August 13 [1915]
Last night was remarkable for two terrific explosions which woke us at 2 a.m. and frightened us out of our wits. People have various theories of what they were - Zep[pelin] bombs, mines being exploded or our own guns a field or two away. The whole building trembled and rattled with the vibration. Have been feeling thoroughly nervy all day, silly fool that I am.
August 14
Evacuated nearly all patients, so had half day off duty and spent it at Mont des Cats with Miss Congleton. Delightful sunny day with splendid views all over Pop[eringhe], Ypres, Vlamertinghe. A Roman Catholic padre left his binoculars us, so we had a wonderful clear view beyond La Bassée, and the colours of the sky at sunset were glorious. As it got dark we saw them sending up coloured rockets from the aerodrome. . . Shells were bursting over our trenches south of Ypres. The picture was vivid, and the huge volume of smoke and muck shot up into the air gave a suggestion of what was happening to our Tommies.
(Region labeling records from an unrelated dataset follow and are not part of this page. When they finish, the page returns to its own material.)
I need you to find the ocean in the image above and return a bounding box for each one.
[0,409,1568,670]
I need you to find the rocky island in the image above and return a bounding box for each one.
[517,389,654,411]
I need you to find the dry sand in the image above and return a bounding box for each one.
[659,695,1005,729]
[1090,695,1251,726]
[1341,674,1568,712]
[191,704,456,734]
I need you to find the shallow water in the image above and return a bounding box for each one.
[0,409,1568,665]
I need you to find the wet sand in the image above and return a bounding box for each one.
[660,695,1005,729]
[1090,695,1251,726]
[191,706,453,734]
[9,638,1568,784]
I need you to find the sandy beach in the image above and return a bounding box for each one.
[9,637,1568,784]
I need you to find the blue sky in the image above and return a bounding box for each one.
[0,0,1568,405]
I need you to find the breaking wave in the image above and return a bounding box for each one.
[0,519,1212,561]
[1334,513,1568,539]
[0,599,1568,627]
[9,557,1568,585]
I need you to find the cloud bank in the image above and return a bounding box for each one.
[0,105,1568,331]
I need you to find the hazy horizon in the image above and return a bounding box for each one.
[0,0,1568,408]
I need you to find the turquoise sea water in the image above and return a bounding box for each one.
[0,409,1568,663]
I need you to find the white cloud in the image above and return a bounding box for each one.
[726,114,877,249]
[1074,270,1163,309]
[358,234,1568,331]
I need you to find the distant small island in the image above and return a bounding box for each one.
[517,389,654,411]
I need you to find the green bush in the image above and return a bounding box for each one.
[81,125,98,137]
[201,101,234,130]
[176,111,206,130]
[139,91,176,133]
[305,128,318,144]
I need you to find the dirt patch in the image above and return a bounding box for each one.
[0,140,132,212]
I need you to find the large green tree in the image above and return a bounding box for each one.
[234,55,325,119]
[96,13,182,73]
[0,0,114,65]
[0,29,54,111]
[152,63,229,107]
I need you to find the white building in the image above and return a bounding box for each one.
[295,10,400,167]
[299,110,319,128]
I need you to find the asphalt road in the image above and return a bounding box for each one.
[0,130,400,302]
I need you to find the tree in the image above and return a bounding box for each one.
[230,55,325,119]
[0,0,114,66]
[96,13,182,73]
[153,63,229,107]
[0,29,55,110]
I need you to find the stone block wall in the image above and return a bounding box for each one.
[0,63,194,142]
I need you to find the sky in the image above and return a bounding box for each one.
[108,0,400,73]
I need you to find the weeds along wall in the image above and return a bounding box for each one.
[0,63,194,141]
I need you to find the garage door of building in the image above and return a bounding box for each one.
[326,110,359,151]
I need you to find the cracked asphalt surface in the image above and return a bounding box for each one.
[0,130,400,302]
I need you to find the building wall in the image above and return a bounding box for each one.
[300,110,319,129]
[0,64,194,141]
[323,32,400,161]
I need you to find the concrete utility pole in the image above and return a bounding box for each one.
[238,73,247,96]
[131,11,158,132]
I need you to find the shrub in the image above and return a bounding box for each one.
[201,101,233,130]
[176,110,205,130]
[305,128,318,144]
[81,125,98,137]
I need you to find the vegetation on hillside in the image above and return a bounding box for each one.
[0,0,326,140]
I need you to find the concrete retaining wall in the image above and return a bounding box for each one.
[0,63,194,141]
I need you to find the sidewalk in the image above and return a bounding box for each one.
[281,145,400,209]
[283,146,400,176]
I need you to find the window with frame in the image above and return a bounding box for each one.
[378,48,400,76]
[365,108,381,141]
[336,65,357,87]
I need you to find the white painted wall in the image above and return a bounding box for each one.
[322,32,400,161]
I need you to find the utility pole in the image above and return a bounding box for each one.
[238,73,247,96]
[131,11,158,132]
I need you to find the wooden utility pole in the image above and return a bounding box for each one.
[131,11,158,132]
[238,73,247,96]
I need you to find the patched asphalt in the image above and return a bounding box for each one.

All the time the khaki-coloured ambulances were creeping to and fro, bringing the wounded in.
This was one of the books that Mary Robinette Kowal cited as background reading for Ghost Talkers, and I put it straight on to my reading list. I've read only one other diary from World War I (as opposed to memoirs), and it was also from a nurse, the American Helen Dore Boylston's "Sister." Like Boylston, Edith Appleton was a trained nurse, though she had years more experience before she joined Queen Alexandra's Imperial Nursing Service Reserve. A month later, she was at her first posting in France, and by February she had moved to the front. She served in hospitals and casualty stations across France and Belgium. After the Armistice, she remained to help with the transport of convalescent soldiers. The diary she kept was apparently sent home on a regular basis to her mother. In 2008, her family built a website to honor her memory, and the publication of her diaries followed.
It is clear from the entries just how hard Appleton and the other nurses worked, and how exhausted she often was. The exhaustion wasn't just physical either. Appleton took every chance she could to get away from the work, noting long walks and picnics, and writing about the "splendid views" and the scenery around her - as well as the contrast with the columns of "smoke and muck" and the long lines of wounded and dead. She appreciated simple comforts where she found them, sharing biscuits and chocolate with a friend on a walk, relaxing with a book for a few minutes. When she was assigned to a unit temporarily housed in a wing of a "lunatic asylum," the director offered the nurses the use of the patients' bathroom.
I don't fancy bathing in company, but since I have not sat in water deeper than an inch since last year, the temptation is great. . .Three of us went up to another part of the asylum at 7 a.m, and had a deep BATH! Up to our necks in water - glorious! A dear old nun came trotting in when I was in my bath and felt to see if the water was the right heat. She thought the bath was too full and pulled the plug by a patent in the floor. I was sitting on the hole where the water runs away and was sucked hard into it!Even more than a century later, it is difficult to read about the suffering of Appleton's patients. She didn't go into gruesome detail, perhaps because she was writing for her mother, but she didn't gloss over things either. She recorded the first use of gas in the trenches, and its effects on the men coming in to her ward. She noteed the deaths of individual patients who somehow stood out amidst all the carnage. She tried to give them all a clean handkerchief, because that small thing brought them great comfort. This is not a comfortable book to read - and it shouldn't be - but it is a wonderful record of one part of the Great War by a brave, observant and compassionate woman.